No Two Alike, But How Different?
When you think of a snowflake, you probably picture something like a stellar dendrite—the classic six-armed branching snow crystal that shows up as a decoration everywhere this time of year. But depending on the classification scheme, there are as many as 80 different types of snow crystals, or snowflakes, out there—and you can begin a basic snowflake search to investigate this in snowy regions with little more than a magnifying glass. In fact, that’s how Caltech physicist and snowflake guru Ken Libbrecht started his hunt, which has turned into the focus of his research. After happening across a journal article that described a type of snow crystal called a capped column, he wondered why he had never noticed one of the miniature icy thread bobbins falling from the sky in his native North Dakota. The next time he was back home, he grabbed a magnifying glass and went outside to take a closer look. “I saw capped columns. I saw all these different snowflakes,” he says. “It’s very easy. It’s just that I had never looked.”
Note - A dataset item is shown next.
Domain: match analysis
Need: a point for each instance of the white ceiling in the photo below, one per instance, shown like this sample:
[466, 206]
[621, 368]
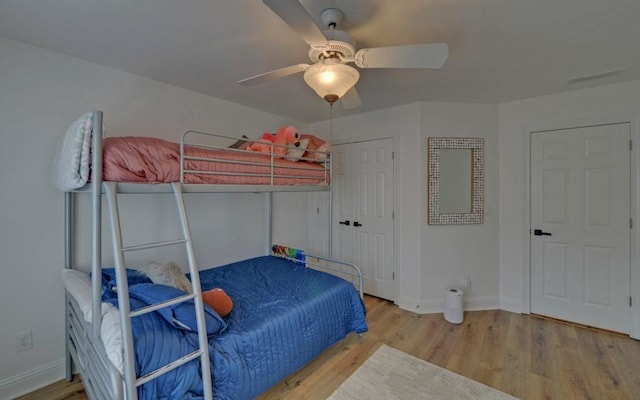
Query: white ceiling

http://www.youtube.com/watch?v=fd-hb2xzvZI
Since that first foray into snowflake hunting in the late 1990s, Libbrecht has published seven books of snowflake photographs and has spent years in the lab trying to understand the molecular dynamics that dictate how ice crystals grow. For example, snowflakes go from forming in thin, flat plates to growing in long, slender needles when the temperature changes by just a few degrees. You can see this change clearly in the laboratory, yet no one knows exactly why it happens.
Among the less recognizable snowflakes on the chart that Libbrecht uses are hollow columns, which are tiny hexagonal columns with hollow spaces at either end; bullet rosettes, which form when multiple crystals grow columns at various angles from a single ice grain; and double plates, which are similar to capped columns but feature one plate that is much larger than the other.